6. Archimede e l’infinito in atto

A conclusione, accenniamo ad alcune frasi di Archimede dalle quali vedremo che la sua posizione non tiene conto dell’ostracismo che Aristotele aveva assegnato all’infinito in atto [40]. Già nella prima proposizione del Metodo, l’opera che precorre il procedimento degli indivisibili di Cavalieri, Archimede mostra che, stabilendo una certa relazione tra le corde di due figure piane, si può passare a quella tra figure stesse “riempite” (è questo il vocabolo, come vedremo, usato da Archimede) da tali corde. Le due figure sono dunque “riempite” da una evidente infinità di segmenti (infinito in atto) e la relazione al finito (ma per ogni coppia corrispondente) si estende all’intero infinito in atto, cioè alle figure.

"Archimede di Siracusa" in un dipinto di Domenico Fetti (1620)

 

A questo punto – osserva Attilio Frajese [41] – Archimede concepisce l’idea di considerare una figura piana come composta da tutti i segmenti di retta (paralleli ad una certa direzione) che in essa possono tracciarsi” [42].

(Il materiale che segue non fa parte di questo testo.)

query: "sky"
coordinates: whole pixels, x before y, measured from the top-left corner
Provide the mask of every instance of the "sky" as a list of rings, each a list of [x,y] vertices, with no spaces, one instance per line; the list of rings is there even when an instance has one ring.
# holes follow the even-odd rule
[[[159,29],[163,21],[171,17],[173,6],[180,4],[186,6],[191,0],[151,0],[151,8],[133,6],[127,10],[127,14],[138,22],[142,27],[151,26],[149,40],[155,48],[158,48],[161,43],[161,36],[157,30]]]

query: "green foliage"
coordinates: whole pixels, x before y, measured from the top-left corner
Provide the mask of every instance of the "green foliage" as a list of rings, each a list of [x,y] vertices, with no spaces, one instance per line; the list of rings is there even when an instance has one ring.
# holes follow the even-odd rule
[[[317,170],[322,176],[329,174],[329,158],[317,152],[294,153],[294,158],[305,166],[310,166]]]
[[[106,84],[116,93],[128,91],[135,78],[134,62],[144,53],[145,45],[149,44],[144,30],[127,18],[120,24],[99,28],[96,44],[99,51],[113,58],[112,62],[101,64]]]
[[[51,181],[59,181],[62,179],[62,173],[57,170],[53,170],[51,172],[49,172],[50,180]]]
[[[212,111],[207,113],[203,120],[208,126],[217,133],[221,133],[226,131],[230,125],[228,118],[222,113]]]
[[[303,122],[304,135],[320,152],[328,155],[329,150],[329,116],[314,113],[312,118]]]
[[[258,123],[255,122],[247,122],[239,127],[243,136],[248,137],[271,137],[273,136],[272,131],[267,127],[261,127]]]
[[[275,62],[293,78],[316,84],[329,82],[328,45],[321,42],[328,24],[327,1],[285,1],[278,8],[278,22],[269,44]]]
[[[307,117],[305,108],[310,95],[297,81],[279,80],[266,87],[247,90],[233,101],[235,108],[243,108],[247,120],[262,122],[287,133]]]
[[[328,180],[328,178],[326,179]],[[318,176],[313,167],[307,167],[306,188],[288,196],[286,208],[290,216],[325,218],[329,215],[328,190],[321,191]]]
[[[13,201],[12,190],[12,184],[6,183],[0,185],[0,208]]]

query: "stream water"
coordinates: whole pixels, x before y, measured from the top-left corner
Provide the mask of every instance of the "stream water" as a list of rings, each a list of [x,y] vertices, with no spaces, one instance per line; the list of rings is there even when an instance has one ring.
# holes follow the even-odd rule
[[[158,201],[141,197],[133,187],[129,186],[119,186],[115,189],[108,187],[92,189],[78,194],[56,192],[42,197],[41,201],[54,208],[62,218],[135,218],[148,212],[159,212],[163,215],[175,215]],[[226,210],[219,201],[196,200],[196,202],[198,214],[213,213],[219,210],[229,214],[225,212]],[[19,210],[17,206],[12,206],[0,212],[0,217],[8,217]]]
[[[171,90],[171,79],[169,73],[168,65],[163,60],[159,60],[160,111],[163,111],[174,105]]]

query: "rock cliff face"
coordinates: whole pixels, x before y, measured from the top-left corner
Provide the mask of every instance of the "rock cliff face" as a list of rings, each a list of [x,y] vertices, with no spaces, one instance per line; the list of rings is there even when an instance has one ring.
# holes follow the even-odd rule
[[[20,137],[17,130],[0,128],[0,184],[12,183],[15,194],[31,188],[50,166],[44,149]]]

Ma ascoltiamo lo stesso Archimede. Nel corso della prima proposizione del Metodo, scrive: “E poiché il triangolo CFA consta delle [rette] tracciate nel triangolo CFA, mentre il segmento [parabolico] ABC consta delle rette tracciate similmente” [43]. Così nella seconda proposizione Archimede scrive nella sua dimostrazione: “riempito Dunque il cilindro dai cerchi assunti e [similmente] la sfera e il cono” [44]. Aristotele – sempre lui! – accennando e criticando la teoria pitagorica secondo la quale i numeri avrebbero dovuto comporre il corpo, sembra anticipare anche una smentita al metodo di Archimede: “Come dunque è possibile che una grandezza sia composta di indivisibili?” [45]. Basta mettere a punto una rigorosa teoria dei limiti e dell’integrazione – osserviamo noi – teoria che ha avuto un geniale precursore in Archimede, che aveva cominciato ad usare anche in Matematica l’infinito in atto, l’entelechia [46].